Sintra Travel Guide
Shopping Shopping in Sintra becomes a tour of traditional Portuguese folk art and crafts. Do not expect a frenetic spending spree in glitzy modern malls. Sintra's shops are tucked away in narrow cobblestone streets, waiting to be ferreted out by those who appreciate fine holiday souvenirs, like hand-painted ceramics, lace, beaten copper and bronze, embroidered linen and jewellery. Goods come from all over the country, including the Azores. Prices can be steep, but most merchants are open to a little bargaining. Best place to shop is the Praca da Republica and Sao Pedro Square. Those who are seeking modern designer clothing and houseware will have to travel out of town to the huge Cascais Shopping Centre, the area's largest shopping mall.

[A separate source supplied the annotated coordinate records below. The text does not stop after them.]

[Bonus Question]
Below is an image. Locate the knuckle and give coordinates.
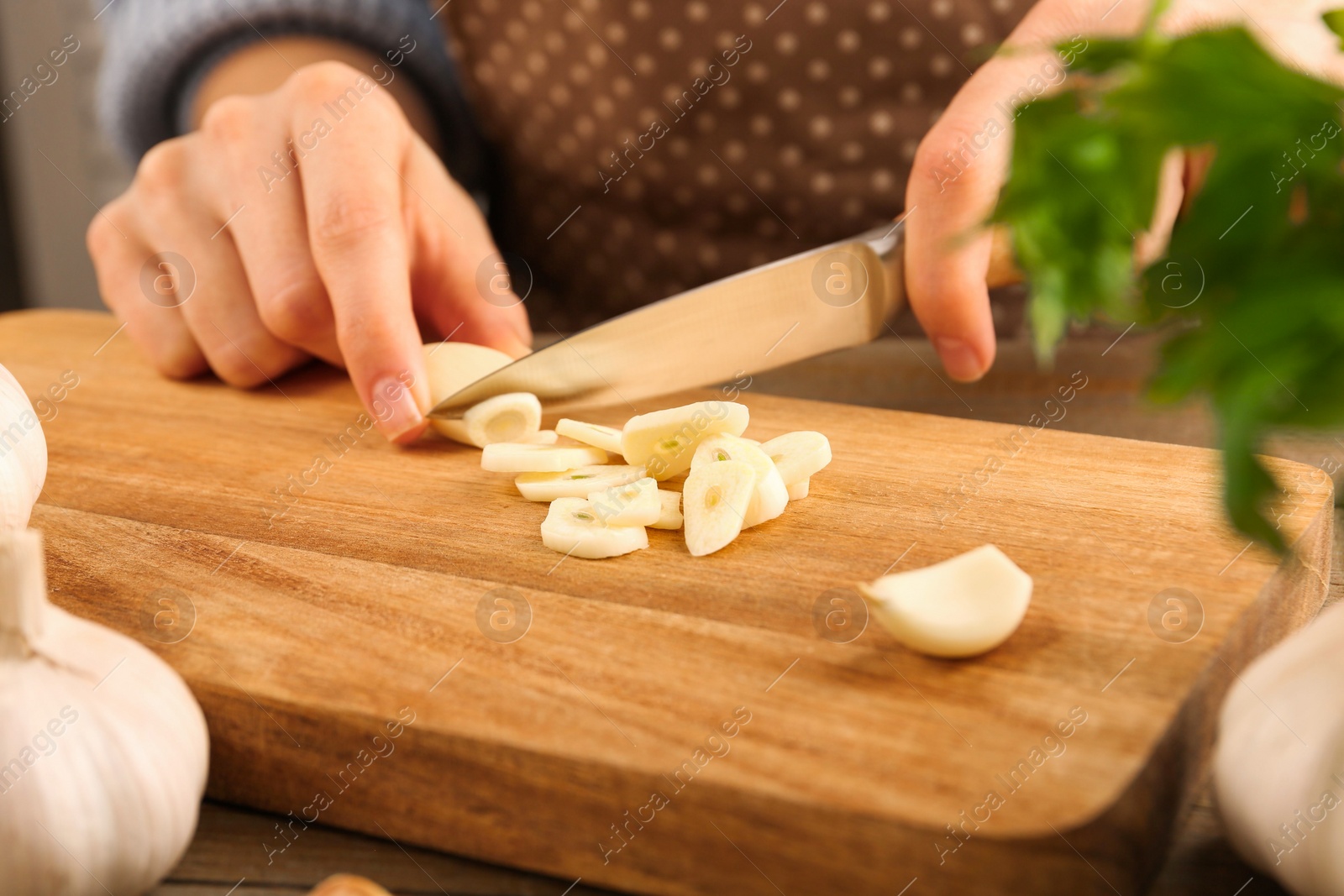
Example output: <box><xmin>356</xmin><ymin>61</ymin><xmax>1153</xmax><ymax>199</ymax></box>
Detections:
<box><xmin>289</xmin><ymin>60</ymin><xmax>365</xmax><ymax>105</ymax></box>
<box><xmin>150</xmin><ymin>340</ymin><xmax>206</xmax><ymax>380</ymax></box>
<box><xmin>257</xmin><ymin>277</ymin><xmax>328</xmax><ymax>344</ymax></box>
<box><xmin>134</xmin><ymin>137</ymin><xmax>186</xmax><ymax>195</ymax></box>
<box><xmin>200</xmin><ymin>96</ymin><xmax>257</xmax><ymax>144</ymax></box>
<box><xmin>309</xmin><ymin>192</ymin><xmax>399</xmax><ymax>250</ymax></box>
<box><xmin>210</xmin><ymin>354</ymin><xmax>266</xmax><ymax>388</ymax></box>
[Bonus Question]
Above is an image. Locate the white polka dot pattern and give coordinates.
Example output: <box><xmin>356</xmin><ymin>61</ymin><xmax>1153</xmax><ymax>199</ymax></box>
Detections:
<box><xmin>441</xmin><ymin>0</ymin><xmax>1031</xmax><ymax>331</ymax></box>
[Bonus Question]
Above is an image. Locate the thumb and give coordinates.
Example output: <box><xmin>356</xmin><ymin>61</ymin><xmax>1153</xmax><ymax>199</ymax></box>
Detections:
<box><xmin>407</xmin><ymin>143</ymin><xmax>533</xmax><ymax>358</ymax></box>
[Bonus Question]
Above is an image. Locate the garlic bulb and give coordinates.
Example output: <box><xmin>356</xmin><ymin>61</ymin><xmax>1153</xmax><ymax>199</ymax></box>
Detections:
<box><xmin>0</xmin><ymin>367</ymin><xmax>47</xmax><ymax>531</ymax></box>
<box><xmin>1214</xmin><ymin>605</ymin><xmax>1344</xmax><ymax>896</ymax></box>
<box><xmin>0</xmin><ymin>529</ymin><xmax>208</xmax><ymax>896</ymax></box>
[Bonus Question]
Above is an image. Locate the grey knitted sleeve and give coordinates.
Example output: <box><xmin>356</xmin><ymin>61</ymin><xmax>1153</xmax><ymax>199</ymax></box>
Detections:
<box><xmin>92</xmin><ymin>0</ymin><xmax>482</xmax><ymax>190</ymax></box>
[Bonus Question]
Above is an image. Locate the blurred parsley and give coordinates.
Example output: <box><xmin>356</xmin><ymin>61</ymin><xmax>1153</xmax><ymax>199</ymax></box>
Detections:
<box><xmin>993</xmin><ymin>13</ymin><xmax>1344</xmax><ymax>552</ymax></box>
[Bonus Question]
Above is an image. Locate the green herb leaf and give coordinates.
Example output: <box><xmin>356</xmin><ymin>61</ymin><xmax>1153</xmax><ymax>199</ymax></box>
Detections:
<box><xmin>993</xmin><ymin>24</ymin><xmax>1344</xmax><ymax>551</ymax></box>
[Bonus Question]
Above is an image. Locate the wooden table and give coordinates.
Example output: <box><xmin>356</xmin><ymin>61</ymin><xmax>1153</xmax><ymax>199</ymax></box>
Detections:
<box><xmin>115</xmin><ymin>334</ymin><xmax>1344</xmax><ymax>896</ymax></box>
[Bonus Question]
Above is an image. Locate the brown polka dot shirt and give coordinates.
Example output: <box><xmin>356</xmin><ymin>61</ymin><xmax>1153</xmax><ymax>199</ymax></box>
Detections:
<box><xmin>445</xmin><ymin>0</ymin><xmax>1031</xmax><ymax>332</ymax></box>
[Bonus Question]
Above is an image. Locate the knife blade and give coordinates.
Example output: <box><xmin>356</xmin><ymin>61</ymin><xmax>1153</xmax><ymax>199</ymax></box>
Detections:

Restaurants The best Sintra restaurants tend to keep their offerings local, often with international overtones. Some delicious specialities of the region to look out for are Negrais suckling pig, Merces pork, roast kid, bass and shellfish of all sorts. Then there are the pastries, particularly Sintra queijadas, which are like mini-cheesecakes, made to an age-old recipe. Cream cakes and local jams complete the temptations, all of which should be accompanied by some excellent Portuguese wines.
Nightlife Sintra is certainly not a party town, but as one appreciative visitor remarked: 'When there are so many marvels to enjoy during the day, who needs nightlife?' Evenings tend to be spent sedately, wining and dining. There are, of course, several bars in the town, some of which occasionally offer live music and can work up quite a buzz. The liveliest bars and cafes are on the Rua das Padarias, Rua Fonte da Pipa and Rua da Ferraria. Late night owls should enjoy the Adega das Caves bodega, which is open until the wee hours on the Praca da Republica, drawing an international crowd.
Activities Most tourists are drawn to Sintra for sightseeing, and there are plenty of historic buildings and museums to fill a busy holiday itinerary including the Sintra Modern Art Museum, Toy Museum and Archaeological Museum. Sintra also offers all that is necessary for a seaside holiday, its golden sands, clear Atlantic waters and magnificent coastline ensuring it is a real fun-in-the-sun pleasure spot. Best beaches are Sao Juliao, Magoito, Macas, Grande and Adraga. There are opportunities for a host of water sports, with surfing and fishing being the most popular. The clifftops provide perfect platforms for paragliders. Golfers are also drawn to Sintra to the Estoril-Sol Golf Club, which lies at the foot of the Sintra mountain range. Although only a 9-hole course it is sought after for its beautiful forested setting.
Negatives Sintra has little to offer the young clubbing and party set, being more of a sightseeing or beach holiday destination. Its close proximity to Lisbon means that it is often crowded at weekends in summer.